When they looked at the
python, the team found several common characteristics among the venom-related
gene families that differed from other genes. Compared with other python gene
families, venom gene families are "expressed at lower levels overall,
expressed at moderate-high levels in fewer tissues and show among the highest
variation in expression level across tissues," Castoe said.
"Evolution seems to
have chosen what genes to evolve into venoms based on where they were expressed
(or turned on), and at what levels they were expressed," Castoe said.
Based on their data,
the new paper presents a model with three steps for venom evolution. First,
these potentially venomous genes end up in the oral gland by default, because
they are expressed in low but consistent ways throughout the body. Then,
because of natural selection on this expression in the oral gland being
beneficial, tissues in the mouth begin expressing those genes in higher levels
than in other parts of the body.

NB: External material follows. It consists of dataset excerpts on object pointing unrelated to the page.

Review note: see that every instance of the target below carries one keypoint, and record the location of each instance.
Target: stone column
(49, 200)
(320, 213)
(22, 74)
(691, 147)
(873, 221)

Finally, as the venom evolves to become more
toxic, the expression of those genes in other organs is decreased to limit
potentially harmful effects of secreting such toxins in other body tissues.
The team calls its new
model the Stepwise Intermediate Nearly Neutral Evolutionary Recruitment, or
SINNER, model. They say differing venom levels in snakes and other animals
could be traced to the variability of where different species, or different
genes within a species, are along the continuum between the beginning and end
of the SINNER model.
Castoe said the next step
in the research would be to examine the genome of highly venomous snakes
to see if the SINNER model bears out. For now, he and the rest of the team hope
that their findings about the presence of venom-related genes in other parts of
the python change some thinking on what species are labeled as venomous.
"What is a venom
and what species are venomous will take a lot more evidence to convince people
now," Castoe said. "It provides a brand new perspective on what we
should think of when we look at those oral glands."
Citation
Reyes-Velasco J,
Card DC, Andrew AL, Shaney KJ, Adams, RH, Schield, DR, Casewell NR, Mackessy SP,
Castoe, TA. (2014). Expression of venom gene homologs in diverse python tissues
suggests a new model for the evolution of snake venom. Molecular biology and evolution, msu294.